On Thu, Aug 22, 2013 at 11:26 PM, Maciej Trebacz <mac...@bitalo.com> wrote:
> So if you have multiple addresses you can't
> sign them with a single private key and include that signature in the
> transaction so other party can verify it against your public key. This could
> become very handy though - a reputable wallet service could issue
> transactions that require zero confirmations from the other party, because
> with the added signature they know that the transaction is from this
> reputable service and they trust that this service won't try to double
> spend. I'm thinking of something like Mt.Gox's "green address", but baked
> into protocol (Mt.Gox does this by sending your funds to some known by the
> others Bitcoin address and then relaying them to the final destination).
>
> Do you think it's possible/feasible to add a feature like this to the

It's feasible to do such things but I believe highly undesirable.
You're taking data which is inherently only of short term interest to
a single party in the whole world (the receiver) and enlarging the
transaction and increasing the effective transaction fees while
forcing (say) a hundred thousand other parties to spend effort
transmitting it, processing it, and storing it for all time.

While doing so you also leak to the whole world— who would have
previously had no way or reason to know— who the identity of one of
the parties in the transaction is in a strong cryptographically
non-reputable way... which then lowers the privacy of everyone in the
transaction graph region of that transaction since some coercive force
could send some ninjas out to bust some kneecaps of the identified
party until they tell them where those coins came from and where they
went. If you observe section 10 of Bitcoin.pdf you can see that
privacy in Bitcoin is based _exclusively_ on using pseudonymous
identities on every transaction. If you break that, you remove privacy
from Bitcoin, leaving it at a competitive disadvantage to centeralized
payment systems, which all provide pretty good basic privacy (against
most criminals and nosy neighbors) as a core feature.

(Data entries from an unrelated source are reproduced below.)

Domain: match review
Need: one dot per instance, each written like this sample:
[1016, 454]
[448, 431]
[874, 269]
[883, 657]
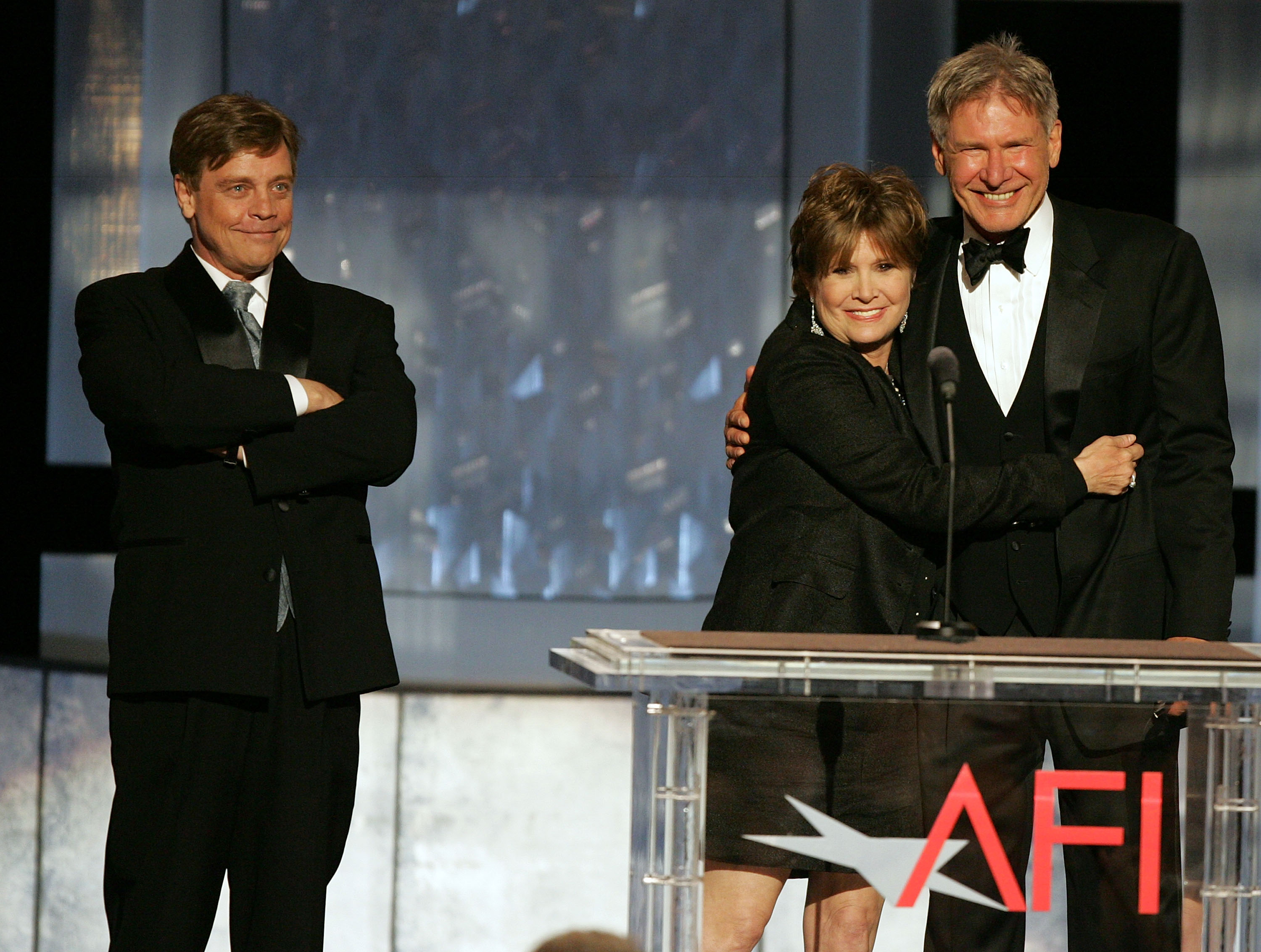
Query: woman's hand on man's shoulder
[737, 429]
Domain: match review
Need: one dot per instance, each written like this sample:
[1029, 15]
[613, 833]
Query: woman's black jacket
[834, 502]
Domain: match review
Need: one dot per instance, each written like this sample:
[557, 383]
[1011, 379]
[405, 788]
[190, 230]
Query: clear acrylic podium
[673, 675]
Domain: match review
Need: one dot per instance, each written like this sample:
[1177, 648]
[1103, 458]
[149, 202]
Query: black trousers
[1004, 746]
[261, 789]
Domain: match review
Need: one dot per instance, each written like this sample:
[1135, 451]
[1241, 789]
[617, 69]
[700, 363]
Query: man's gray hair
[1000, 66]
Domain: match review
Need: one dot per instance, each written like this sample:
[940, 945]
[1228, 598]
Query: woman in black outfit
[836, 510]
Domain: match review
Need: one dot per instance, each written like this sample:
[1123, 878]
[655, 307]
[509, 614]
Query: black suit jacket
[167, 368]
[1133, 346]
[835, 497]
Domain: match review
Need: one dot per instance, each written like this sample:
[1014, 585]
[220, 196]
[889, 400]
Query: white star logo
[886, 863]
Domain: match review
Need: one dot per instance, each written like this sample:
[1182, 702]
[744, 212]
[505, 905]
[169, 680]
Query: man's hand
[1108, 464]
[318, 396]
[1179, 708]
[737, 430]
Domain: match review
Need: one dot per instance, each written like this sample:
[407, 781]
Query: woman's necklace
[896, 387]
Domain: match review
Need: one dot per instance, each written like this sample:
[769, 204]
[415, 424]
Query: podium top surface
[902, 666]
[908, 645]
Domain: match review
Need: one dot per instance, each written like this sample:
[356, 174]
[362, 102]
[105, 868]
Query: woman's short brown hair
[214, 131]
[840, 205]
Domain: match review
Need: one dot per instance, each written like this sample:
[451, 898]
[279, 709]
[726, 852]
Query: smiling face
[862, 303]
[243, 212]
[998, 158]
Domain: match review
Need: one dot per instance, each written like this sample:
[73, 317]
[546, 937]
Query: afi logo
[902, 868]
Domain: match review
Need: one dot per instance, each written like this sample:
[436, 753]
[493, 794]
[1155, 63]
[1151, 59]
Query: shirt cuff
[301, 402]
[1075, 484]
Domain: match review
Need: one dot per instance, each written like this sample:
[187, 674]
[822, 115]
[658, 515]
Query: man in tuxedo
[248, 411]
[1070, 323]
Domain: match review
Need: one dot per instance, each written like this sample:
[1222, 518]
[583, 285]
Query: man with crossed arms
[248, 411]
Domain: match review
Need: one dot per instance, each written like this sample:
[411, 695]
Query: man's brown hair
[588, 942]
[840, 205]
[999, 65]
[214, 131]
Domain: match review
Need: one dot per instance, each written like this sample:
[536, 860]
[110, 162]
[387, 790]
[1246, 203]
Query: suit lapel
[220, 336]
[1072, 313]
[287, 333]
[921, 333]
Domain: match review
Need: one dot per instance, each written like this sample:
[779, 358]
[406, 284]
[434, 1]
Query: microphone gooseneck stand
[944, 366]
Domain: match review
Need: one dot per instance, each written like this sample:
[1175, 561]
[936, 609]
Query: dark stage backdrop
[1116, 71]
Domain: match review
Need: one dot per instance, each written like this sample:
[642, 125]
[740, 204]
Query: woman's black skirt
[855, 761]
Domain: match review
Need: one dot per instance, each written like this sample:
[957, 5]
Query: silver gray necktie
[239, 294]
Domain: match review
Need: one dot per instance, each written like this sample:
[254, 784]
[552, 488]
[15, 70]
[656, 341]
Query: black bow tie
[978, 256]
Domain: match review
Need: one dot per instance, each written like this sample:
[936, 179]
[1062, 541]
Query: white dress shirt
[258, 307]
[1004, 308]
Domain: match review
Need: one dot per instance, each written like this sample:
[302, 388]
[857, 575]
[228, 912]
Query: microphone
[944, 365]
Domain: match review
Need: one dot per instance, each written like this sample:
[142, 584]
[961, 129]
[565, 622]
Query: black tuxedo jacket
[1133, 346]
[834, 500]
[167, 368]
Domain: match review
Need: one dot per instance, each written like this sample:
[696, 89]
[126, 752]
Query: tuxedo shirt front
[1003, 309]
[258, 309]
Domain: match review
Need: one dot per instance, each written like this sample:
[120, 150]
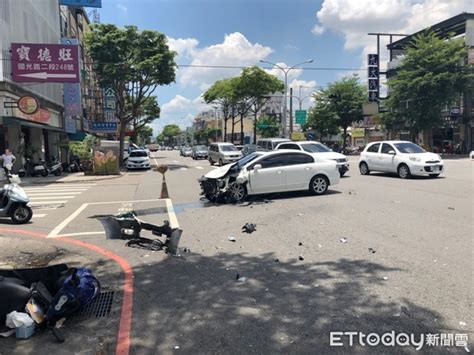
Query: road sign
[44, 62]
[300, 116]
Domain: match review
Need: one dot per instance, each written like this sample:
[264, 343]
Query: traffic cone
[164, 189]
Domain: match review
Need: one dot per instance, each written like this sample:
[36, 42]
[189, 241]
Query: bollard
[164, 189]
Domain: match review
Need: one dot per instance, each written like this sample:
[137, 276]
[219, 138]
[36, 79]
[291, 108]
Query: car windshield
[409, 148]
[228, 148]
[138, 153]
[315, 148]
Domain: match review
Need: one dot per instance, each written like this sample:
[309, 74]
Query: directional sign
[44, 62]
[104, 127]
[300, 116]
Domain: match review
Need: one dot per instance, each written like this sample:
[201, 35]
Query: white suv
[223, 153]
[319, 150]
[401, 157]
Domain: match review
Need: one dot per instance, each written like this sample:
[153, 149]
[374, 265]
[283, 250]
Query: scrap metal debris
[249, 228]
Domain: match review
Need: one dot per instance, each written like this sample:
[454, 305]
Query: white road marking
[77, 234]
[55, 232]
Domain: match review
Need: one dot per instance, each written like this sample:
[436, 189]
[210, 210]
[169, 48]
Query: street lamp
[286, 71]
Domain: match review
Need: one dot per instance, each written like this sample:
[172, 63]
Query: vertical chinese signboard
[42, 62]
[373, 77]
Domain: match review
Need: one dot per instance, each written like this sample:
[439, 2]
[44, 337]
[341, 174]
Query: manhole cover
[100, 307]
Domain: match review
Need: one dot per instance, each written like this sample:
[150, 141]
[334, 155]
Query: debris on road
[249, 228]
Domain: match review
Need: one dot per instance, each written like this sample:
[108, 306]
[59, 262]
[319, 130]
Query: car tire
[237, 192]
[403, 171]
[21, 214]
[364, 169]
[319, 185]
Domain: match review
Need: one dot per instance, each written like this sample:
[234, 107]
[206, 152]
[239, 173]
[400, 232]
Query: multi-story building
[458, 120]
[39, 134]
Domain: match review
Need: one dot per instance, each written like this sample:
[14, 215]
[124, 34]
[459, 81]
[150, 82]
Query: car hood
[329, 155]
[219, 172]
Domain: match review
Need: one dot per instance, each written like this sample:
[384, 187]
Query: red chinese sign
[37, 62]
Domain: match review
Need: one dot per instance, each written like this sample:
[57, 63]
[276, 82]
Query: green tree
[169, 133]
[343, 100]
[253, 88]
[322, 119]
[431, 76]
[267, 127]
[133, 64]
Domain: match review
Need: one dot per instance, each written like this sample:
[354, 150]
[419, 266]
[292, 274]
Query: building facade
[456, 133]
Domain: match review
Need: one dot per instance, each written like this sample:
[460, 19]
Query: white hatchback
[401, 157]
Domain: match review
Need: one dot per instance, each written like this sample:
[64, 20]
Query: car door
[372, 156]
[299, 171]
[386, 161]
[270, 177]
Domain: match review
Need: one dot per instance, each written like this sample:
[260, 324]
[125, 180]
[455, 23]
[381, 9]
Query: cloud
[122, 7]
[236, 49]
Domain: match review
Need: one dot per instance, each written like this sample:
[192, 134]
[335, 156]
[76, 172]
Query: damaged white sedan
[262, 173]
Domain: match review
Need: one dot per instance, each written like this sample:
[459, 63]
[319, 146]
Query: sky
[241, 32]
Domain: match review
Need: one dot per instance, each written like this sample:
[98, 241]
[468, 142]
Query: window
[289, 146]
[409, 148]
[374, 148]
[386, 148]
[273, 162]
[296, 159]
[315, 148]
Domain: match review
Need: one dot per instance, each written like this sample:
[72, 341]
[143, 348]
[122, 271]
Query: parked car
[138, 159]
[320, 150]
[223, 153]
[401, 157]
[269, 144]
[249, 148]
[186, 151]
[277, 171]
[200, 152]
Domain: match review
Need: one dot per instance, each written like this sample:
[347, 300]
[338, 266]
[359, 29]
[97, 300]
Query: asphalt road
[406, 266]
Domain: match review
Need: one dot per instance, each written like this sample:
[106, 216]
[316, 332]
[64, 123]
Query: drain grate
[100, 307]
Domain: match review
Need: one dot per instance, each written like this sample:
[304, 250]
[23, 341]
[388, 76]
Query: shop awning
[17, 122]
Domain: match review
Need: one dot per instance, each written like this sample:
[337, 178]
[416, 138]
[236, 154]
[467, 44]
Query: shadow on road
[195, 302]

Instead: You can simply perform this transaction using the payment
protocol, which could provide along all sorts of additional metadata
including signatures from the relevant parties.  By doing this, only
the parties that need to learn something learn something: privacy is
preserved and bloat is avoided.

If the payment protocol is too heavy handed for you, simply giving the
user a signmessaged txid can show a promise to pay for a transaction
without highly public communication.